My father spared me the usual interrogation as we passed through the freezing drizzle to the family car. He put the key in the ignition and the engine roared as triumphantly as a 2007 Nissan Altima was capable. The long ride to Scotch Plains passed by in what seemed like minutes as the stone facade of the twelfth-best high school in the state loomed ever closer. Twelfth-best! In the state! My excitement was palpable. We pulled into the packed parking lot, full of academic hopefuls from dozens of towns around the county.

The calm diction of Fresh Air Weekend filled the car as we sidled into one of the three open parking spaces in the lot. I put on my best look of disinterest to preempt the questioning as my father turned to me. “What time do you need me to pick you up?”

“I think the test is going to end sometime around noon, but I'll just call you when I get out.”

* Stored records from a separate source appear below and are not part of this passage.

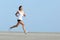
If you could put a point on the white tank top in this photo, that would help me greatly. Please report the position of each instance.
(20, 15)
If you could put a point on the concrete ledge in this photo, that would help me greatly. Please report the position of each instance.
(29, 36)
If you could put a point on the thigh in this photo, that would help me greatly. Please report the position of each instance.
(21, 22)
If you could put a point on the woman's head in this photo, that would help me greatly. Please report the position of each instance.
(20, 7)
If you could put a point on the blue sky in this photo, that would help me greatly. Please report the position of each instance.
(42, 15)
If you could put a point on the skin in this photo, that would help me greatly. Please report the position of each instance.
(19, 22)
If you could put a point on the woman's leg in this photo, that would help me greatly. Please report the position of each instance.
(15, 25)
(22, 23)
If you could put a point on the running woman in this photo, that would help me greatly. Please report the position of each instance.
(19, 14)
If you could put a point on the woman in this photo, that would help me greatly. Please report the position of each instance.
(19, 14)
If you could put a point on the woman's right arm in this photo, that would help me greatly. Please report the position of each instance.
(17, 13)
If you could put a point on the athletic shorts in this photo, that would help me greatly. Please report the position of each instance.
(18, 20)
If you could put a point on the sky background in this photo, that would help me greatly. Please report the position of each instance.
(42, 15)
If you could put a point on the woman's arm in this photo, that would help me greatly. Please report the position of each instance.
(17, 13)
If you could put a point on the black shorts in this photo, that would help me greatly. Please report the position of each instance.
(18, 20)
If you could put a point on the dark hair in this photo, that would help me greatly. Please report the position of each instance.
(20, 7)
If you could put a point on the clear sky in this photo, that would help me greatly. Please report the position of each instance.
(42, 15)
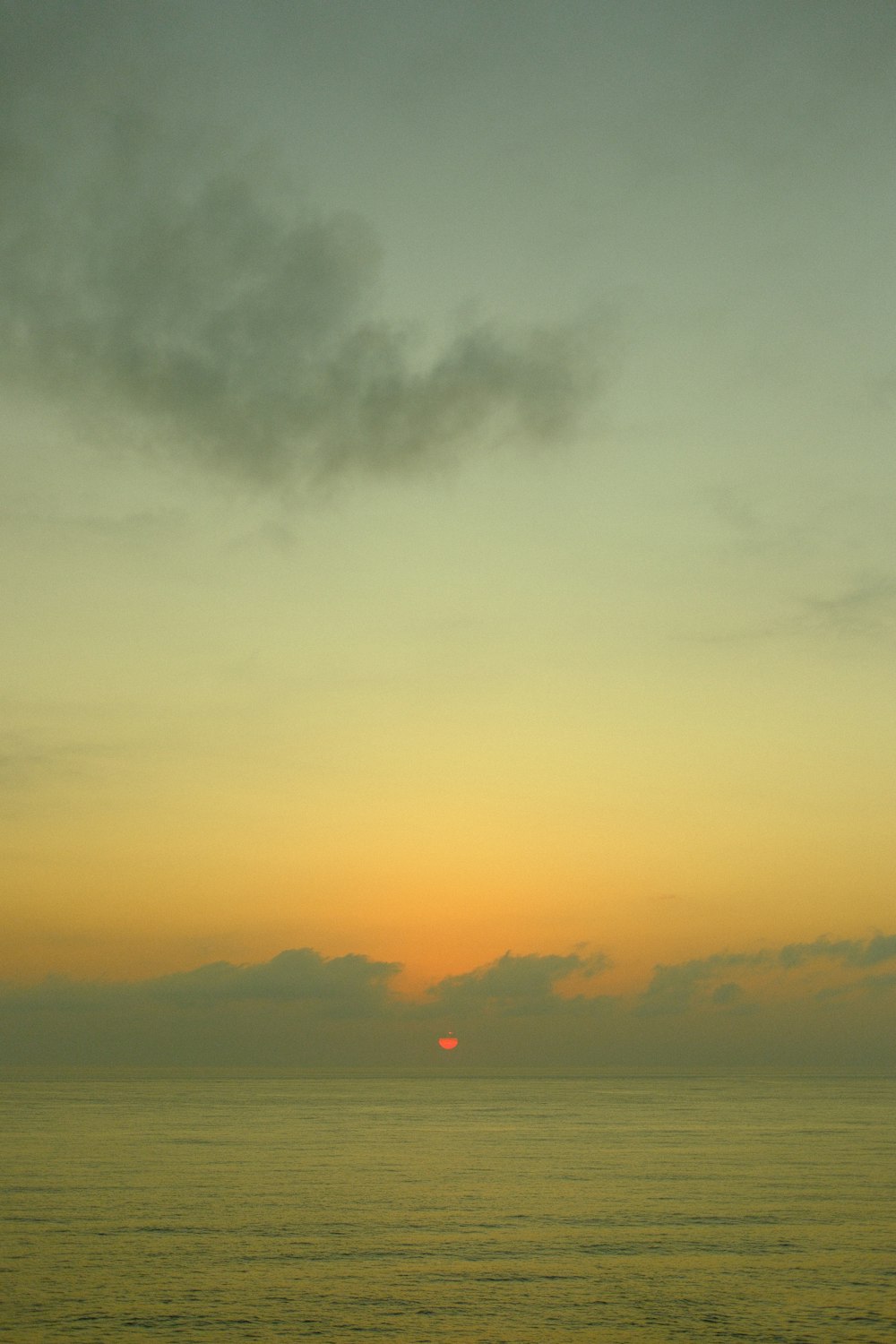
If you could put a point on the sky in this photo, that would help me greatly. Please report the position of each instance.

“Okay. And listen, even if you don't get in, don't feel too bad about it. There's a lot of things that can keep you out of a school like this.”

“Alright, Dad.” Ugh.

I ran a slow jog to the front door, partly to avoid the rain, partly to get there as fast as I could. I entered into the cool, blue-tinted lobby and waited my turn with bated breath. A young woman, perhaps a teacher or a counselor, strode confidently into the room. “All right, everybody, single file. The entrance exam will be beginning soon.” Me and about eighty others formed a perfect line as we were led through the seemingly infinite hallway to the cafeteria that had so captivated me before.

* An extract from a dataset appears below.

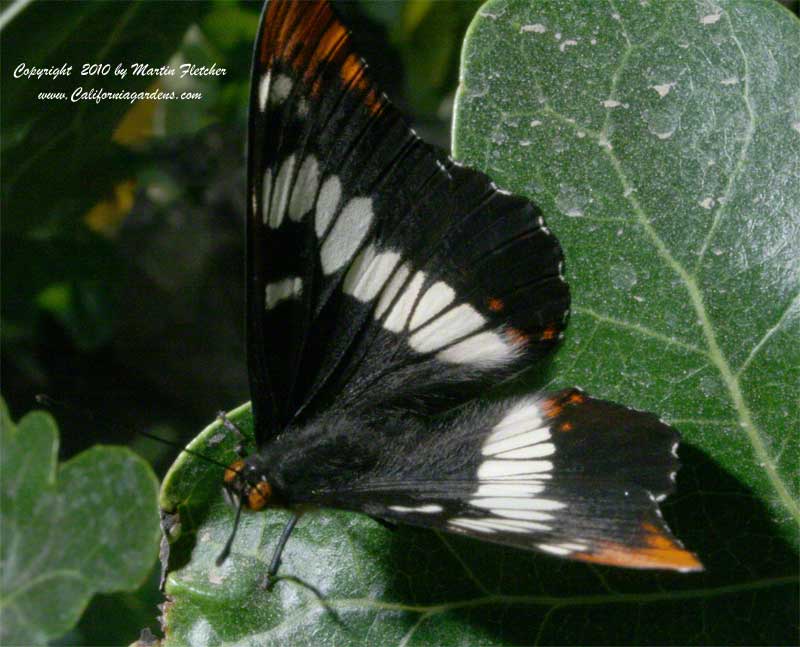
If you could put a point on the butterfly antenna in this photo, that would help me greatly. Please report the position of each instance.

Another line, just as long, approached as we proceeded through the hall. Their faces were fresh with looks of relief, smiling almost in disbelief at what they had done. They beamed with enthusiasm as they answered our line's questions. “Yo, how was it?”

“It was so easy!”

“How do you think you did?”

“Dude, don't even worry about it.”

If I had been worried before, my fears would have certainly been allayed. I now had all the confirmation I needed that this test would fall before me like so many others. As the end of the corridor finally came into view, I felt like a champion about to square off against an amateur. I sat down and let the official instructions glide over my head as I waited to receive my test booklet.

The booklet was wholly nonthreatening; colored with a cool pink hue and filled with friendly rounded bubbles, it stood apart from the hard greens and sharp edges of the Scantron sheets I had grown so accustomed to using. I tore off the flimsy plastic wrap and carefully used my eraser to rip apart the stickers that held the book shut. I sat with shaking hands, listening to the endless drone of the proctor. There was only one obstacle left to getting in. I was so close.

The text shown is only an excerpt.